Un dernier tour et puis s’en va. Comme bon nombre de ses illustres prédécesseurs, Mad Men a vu son ultime saison scindée en deux parties. C’est un win-win pour toutes les parties. Le diffuseur fait grimper les audiences proportionnellement à l’attente et les producteurs peuvent voir la presse se lancer dans des articles récapitulatifs, tops et autres élégies avant l’heure. En cela, AMC peut déjà se targuer de renouveler l’essai après Breaking Bad et ses dernières semaines de diffusion sous haute tension pour le spectateur.

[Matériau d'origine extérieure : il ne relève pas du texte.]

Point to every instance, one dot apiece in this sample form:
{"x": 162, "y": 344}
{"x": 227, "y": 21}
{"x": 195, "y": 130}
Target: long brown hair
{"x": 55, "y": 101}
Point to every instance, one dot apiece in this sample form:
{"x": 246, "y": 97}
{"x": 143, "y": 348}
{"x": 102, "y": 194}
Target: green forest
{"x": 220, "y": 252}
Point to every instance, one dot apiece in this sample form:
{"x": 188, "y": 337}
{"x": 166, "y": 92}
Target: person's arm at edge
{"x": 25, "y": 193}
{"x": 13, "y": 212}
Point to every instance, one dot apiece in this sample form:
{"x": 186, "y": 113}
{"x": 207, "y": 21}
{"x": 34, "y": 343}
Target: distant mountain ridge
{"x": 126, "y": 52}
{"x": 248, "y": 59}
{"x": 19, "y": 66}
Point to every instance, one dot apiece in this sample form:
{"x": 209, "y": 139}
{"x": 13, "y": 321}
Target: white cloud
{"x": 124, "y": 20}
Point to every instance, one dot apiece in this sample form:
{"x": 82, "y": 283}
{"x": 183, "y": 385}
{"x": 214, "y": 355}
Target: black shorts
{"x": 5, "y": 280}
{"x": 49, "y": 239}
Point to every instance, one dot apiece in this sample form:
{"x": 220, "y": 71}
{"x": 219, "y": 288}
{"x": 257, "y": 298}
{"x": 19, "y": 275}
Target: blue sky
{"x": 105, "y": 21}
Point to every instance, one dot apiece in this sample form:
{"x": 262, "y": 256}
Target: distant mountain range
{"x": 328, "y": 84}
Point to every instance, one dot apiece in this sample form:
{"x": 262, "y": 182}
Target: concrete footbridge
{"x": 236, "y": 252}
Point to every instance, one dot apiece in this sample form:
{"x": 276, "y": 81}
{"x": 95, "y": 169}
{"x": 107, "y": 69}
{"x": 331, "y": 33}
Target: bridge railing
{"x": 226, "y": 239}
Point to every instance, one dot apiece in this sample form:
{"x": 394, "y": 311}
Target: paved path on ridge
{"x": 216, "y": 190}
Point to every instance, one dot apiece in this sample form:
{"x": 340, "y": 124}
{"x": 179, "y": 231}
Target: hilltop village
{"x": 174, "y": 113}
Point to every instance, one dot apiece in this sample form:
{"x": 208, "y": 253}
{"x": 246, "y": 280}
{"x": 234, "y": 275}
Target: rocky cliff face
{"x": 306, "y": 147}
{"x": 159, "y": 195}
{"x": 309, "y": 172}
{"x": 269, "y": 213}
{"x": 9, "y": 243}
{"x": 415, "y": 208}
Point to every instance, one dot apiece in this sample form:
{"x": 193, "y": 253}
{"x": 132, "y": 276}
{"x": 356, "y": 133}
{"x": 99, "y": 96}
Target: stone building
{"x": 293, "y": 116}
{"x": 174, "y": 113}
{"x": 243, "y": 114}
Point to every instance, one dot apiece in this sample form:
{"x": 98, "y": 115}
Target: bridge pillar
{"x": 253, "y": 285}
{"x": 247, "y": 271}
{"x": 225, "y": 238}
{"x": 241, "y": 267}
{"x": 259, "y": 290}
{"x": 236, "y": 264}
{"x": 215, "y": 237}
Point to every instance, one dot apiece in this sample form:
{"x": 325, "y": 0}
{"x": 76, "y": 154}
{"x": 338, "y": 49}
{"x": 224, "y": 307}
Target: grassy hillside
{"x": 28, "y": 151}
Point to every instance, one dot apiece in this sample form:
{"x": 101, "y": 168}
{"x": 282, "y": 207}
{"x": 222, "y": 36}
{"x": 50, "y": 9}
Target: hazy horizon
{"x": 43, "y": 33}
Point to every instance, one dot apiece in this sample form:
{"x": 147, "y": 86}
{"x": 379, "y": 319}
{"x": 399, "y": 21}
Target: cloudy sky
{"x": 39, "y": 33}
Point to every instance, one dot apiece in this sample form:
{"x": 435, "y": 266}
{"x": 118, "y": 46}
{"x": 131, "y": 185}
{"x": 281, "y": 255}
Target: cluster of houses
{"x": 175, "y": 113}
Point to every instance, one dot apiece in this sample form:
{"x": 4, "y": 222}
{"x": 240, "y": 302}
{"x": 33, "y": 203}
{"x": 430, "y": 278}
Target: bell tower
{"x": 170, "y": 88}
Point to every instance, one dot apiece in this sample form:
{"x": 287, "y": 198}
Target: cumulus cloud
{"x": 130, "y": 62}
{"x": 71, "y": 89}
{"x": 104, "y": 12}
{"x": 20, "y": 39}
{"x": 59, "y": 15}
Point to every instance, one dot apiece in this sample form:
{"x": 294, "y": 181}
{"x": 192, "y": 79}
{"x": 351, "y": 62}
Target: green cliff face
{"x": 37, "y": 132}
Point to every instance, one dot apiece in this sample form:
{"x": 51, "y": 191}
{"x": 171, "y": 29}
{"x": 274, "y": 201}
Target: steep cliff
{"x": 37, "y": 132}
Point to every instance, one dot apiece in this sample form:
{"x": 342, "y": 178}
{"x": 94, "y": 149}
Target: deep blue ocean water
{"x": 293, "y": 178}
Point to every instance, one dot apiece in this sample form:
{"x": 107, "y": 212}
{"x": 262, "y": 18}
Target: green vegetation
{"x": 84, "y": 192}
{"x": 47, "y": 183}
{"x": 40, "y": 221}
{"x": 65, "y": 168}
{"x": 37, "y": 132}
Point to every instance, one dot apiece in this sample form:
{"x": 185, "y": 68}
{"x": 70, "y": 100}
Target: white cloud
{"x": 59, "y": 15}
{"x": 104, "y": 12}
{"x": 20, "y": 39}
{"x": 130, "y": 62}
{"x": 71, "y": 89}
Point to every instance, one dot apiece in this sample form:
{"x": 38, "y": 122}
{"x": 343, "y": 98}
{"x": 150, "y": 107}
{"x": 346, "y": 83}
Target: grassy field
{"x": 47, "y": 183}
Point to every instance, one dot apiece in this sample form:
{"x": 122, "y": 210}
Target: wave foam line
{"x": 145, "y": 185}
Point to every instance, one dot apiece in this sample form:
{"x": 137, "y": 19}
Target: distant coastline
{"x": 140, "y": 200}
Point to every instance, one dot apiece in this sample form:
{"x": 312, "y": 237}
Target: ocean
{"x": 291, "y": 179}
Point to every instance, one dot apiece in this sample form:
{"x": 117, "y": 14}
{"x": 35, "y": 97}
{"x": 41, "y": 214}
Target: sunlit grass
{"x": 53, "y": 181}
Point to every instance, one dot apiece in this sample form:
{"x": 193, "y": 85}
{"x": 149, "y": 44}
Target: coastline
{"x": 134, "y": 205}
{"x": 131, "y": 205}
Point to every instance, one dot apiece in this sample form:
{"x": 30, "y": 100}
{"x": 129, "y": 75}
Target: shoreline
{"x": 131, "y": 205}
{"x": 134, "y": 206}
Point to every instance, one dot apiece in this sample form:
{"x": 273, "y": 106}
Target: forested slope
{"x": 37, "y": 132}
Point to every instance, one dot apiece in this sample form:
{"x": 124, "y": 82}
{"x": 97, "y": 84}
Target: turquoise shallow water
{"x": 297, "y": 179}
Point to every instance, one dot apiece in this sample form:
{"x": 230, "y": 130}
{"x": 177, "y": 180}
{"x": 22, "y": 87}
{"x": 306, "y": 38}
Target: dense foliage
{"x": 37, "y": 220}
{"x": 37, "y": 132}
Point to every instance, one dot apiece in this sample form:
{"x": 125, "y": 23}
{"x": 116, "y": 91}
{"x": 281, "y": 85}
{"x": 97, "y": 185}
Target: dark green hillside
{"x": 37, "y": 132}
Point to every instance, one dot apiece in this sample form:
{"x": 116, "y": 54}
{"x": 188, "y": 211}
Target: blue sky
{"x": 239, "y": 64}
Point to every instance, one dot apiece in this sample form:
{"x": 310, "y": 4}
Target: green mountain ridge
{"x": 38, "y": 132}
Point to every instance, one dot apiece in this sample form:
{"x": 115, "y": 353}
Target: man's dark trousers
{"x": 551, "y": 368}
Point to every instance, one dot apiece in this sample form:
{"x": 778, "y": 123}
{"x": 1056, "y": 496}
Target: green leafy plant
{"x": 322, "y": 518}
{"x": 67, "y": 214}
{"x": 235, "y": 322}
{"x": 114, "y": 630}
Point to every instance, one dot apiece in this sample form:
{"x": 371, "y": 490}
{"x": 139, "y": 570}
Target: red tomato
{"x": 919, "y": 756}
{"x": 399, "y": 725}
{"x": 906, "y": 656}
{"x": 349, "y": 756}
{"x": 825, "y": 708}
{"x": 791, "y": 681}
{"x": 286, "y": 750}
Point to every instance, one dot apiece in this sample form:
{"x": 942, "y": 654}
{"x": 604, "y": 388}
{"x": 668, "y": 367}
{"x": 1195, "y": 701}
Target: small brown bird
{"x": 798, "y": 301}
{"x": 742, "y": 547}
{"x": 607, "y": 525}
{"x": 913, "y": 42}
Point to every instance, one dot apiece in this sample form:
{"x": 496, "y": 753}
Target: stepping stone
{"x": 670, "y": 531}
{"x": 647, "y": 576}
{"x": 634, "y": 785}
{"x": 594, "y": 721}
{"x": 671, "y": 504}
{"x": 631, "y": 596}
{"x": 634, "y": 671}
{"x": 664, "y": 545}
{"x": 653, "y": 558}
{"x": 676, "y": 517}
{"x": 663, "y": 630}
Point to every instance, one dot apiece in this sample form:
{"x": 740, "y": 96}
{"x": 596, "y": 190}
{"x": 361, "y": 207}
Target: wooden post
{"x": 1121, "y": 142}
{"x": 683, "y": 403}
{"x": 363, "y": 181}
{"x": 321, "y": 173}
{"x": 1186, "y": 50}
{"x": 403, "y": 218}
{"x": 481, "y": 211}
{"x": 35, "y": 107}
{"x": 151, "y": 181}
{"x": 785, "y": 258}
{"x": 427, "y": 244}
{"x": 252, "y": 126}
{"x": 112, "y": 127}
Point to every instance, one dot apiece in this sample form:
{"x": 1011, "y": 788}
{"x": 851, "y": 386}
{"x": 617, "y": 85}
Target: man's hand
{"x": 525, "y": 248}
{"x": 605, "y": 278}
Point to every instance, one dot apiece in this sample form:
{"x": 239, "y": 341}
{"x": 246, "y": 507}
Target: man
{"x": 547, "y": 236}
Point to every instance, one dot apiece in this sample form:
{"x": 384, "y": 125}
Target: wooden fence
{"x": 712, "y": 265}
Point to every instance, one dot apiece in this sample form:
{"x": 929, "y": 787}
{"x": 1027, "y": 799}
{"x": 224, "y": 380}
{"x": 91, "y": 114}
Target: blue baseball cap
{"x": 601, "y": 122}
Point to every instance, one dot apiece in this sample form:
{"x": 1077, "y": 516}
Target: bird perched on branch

Mais comment amorcer la fin d’une oeuvre telle que Mad Men, série phare de la chaîne ? De la plus simple des manières: en continuant de raconter l’histoire d’un homme qui n’en finit pas de chuter et ce, dès les premières secondes du pilote. Le générique est une vue d’ensemble de la série. Don Draper est-il capable – néanmoins – d’enrayer cette chute ? Après la mort abrupte de Bert, la série reprend son récit de manière éthérée. Les arches lancées ne sont que des pistes pour le destin qui s’offrira à chacun lorsque sera venu le temps de dire au revoir aux personnages.
Peggy et Joan sont clairement en position de force face aux clients de l’agence. Leur émancipation n’est pas nouvelle mais elle est désormais indispensable après la libération féminine des dernières années. Néanmoins, dans une psychologie inhérente à la série, elle n’atténue pas moins les réels problèmes des deux jeunes femmes. Leur réussite professionnelle n’est qu’un miroir. Peggy est toujours à la recherche de l’âme soeur et Joan est constamment renvoyée à son image. Et ce n’est pas la muflerie persistante dans leur entourage masculin qui changera les choses à court terme. Mais elles ont pour elles ce doux esprit de savoir défier les conventions. Elles se plieront uniquement aux valeurs humaines où elles auront l’assurance de pouvoir s’y perdre. Des valeurs qui ont clairement pour synonyme les sentiments amoureux.
Elles se sont affirmées professionnellement mais elles cherchent encore la sérénité dans leur vie personnelle. Ce fut un pari risqué pour Weiner durant ces huit années que de dépeindre la femme à un tournant majeur du 20ème siècle mais elle n’a jamais été réduite à l’état d’objet que voyaient bon nombre des personnages. Elles sont vraisemblablement la cause de la chute de l’homme mais n’en sont pas responsables. Il ne fait aucun doute que l’homme, selon Weiner, est lui bien plus faible.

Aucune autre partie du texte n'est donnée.